Shortly after this experience, armed with my newly acquired perspective, I went to the temple and asked God what I should do. The answer came swiftly but, I didn’t want to do it. For all the awful things Dexter had done to me, I didn’t want to leave him. I felt like I couldn’t. I was miserable with him and yet I believed I was nothing without him. I was overwhelmed and despaired that I would never be able to get out. Maybe this was just what I got in life, this was the best I could─NO. I was suddenly yanked out of the suffocating depths of defeat by several sudden realizations. God loved me. He would never want his beloved child treated this way. I loved myself and was worth something. I was more than just a powerless victim. It was clear that Dexter had no intentions of changing. He was convinced there was nothing wrong and couldn’t admit he was abusive. He had made his decision, and it was time for me to make mine.
**********
“No. I won’t go back with you”, I say, determined. Dexter looks taken aback, surprised at my boldness. I pull my arm from his grasp and stand up, moving away from him. He stands as well, anger for the first time moving from his eyes to his face. He takes a step forward but at that moment, Sylvia speaks for the first time to ask him to sit back down. Still standing I reaffirm, “I’m not going back to the house, I won’t change my mind. My sister is coming to pick me up and I will be staying with her for now. I’ll come back later this week to get my things, now please leave.” My words are strong but I’m still shaking. I meet Dexter’s eyes and I can see outrage in his posture. For a moment, with balled fists, it looks like he will crack. But suddenly, the anger vanishes and his hands relax. His fury and frustration are replaced by defeat. With very few final words exchanged, Dexter walks out of the room and moments later I can hear our car pull out of the parking lot.
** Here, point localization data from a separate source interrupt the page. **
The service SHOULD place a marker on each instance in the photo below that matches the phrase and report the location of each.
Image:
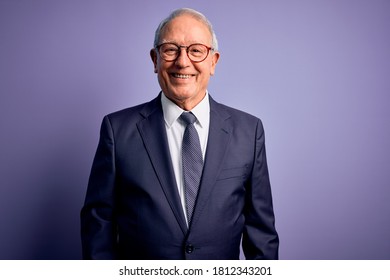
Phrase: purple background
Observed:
(315, 72)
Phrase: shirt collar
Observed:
(172, 112)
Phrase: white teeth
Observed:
(181, 76)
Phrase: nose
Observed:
(183, 60)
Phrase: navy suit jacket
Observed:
(132, 208)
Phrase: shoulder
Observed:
(135, 113)
(235, 115)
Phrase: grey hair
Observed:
(186, 11)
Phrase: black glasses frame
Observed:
(185, 47)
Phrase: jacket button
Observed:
(189, 249)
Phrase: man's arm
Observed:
(98, 230)
(260, 239)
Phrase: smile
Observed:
(181, 76)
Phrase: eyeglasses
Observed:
(195, 52)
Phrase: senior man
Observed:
(181, 176)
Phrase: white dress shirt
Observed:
(175, 131)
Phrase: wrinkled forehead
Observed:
(186, 29)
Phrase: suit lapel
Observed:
(218, 140)
(153, 133)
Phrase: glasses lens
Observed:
(196, 52)
(169, 51)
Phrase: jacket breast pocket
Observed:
(234, 172)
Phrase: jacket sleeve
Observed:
(98, 229)
(260, 239)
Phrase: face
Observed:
(183, 81)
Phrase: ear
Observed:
(214, 61)
(153, 56)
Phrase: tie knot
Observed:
(188, 118)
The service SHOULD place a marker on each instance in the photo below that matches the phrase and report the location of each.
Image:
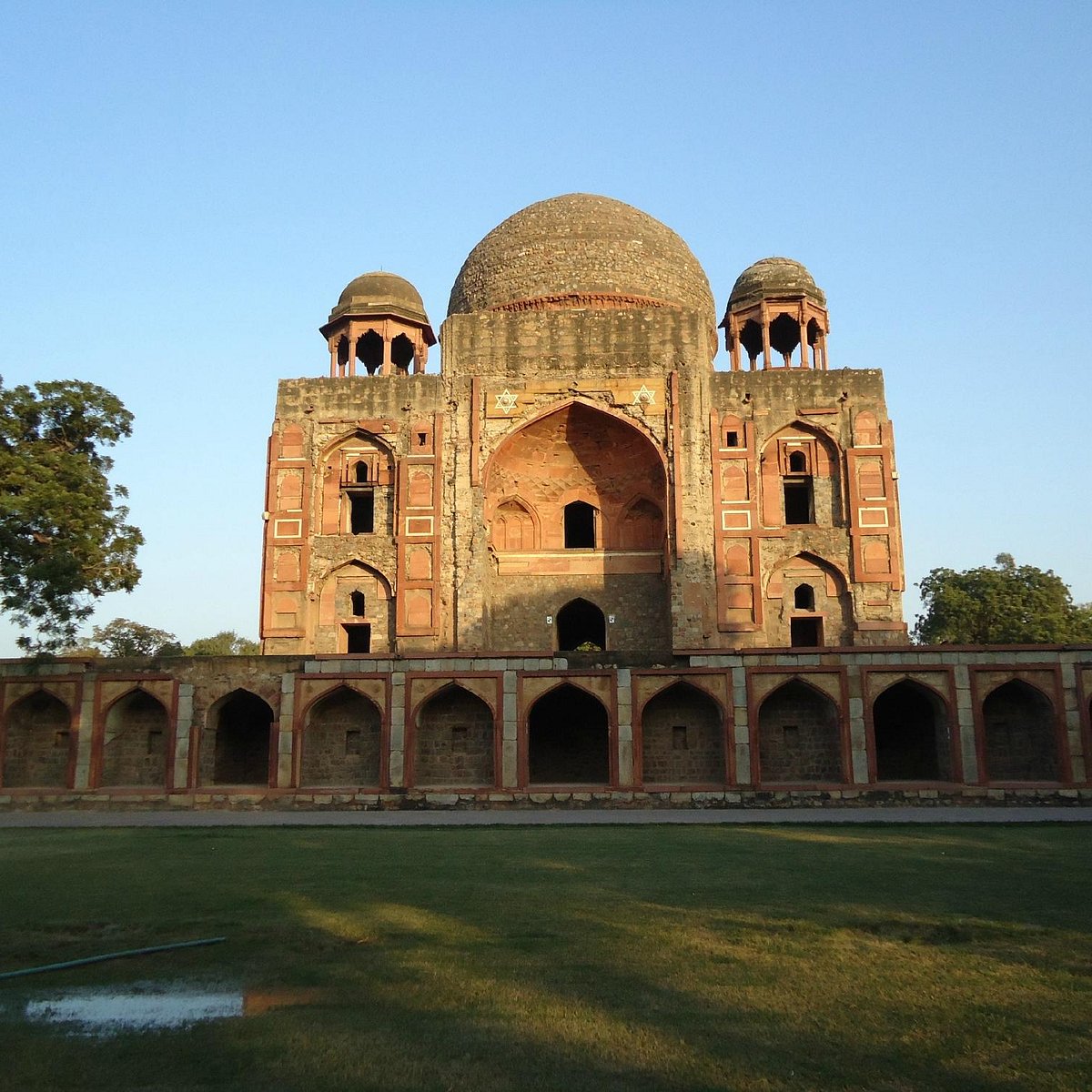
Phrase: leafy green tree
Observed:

I’m outside now, standing next to the small river that runs by the counseling office, waiting for my sister to pick me up. I have so many thoughts racing through my mind as quickly as the river beside me. What next? What am I supposed to do with my life now? What is life going to be like as an LDS divorced 21 year old? How can I ever come back from this? As I watch the little stream babbling along its way, small but constant, I realize that like the river, life will go on. I was once damned by my lack of self love and Dexter’s control. But now, I am determined to move forward and never let anyone, myself included, make me believe my worth is less than what it really is.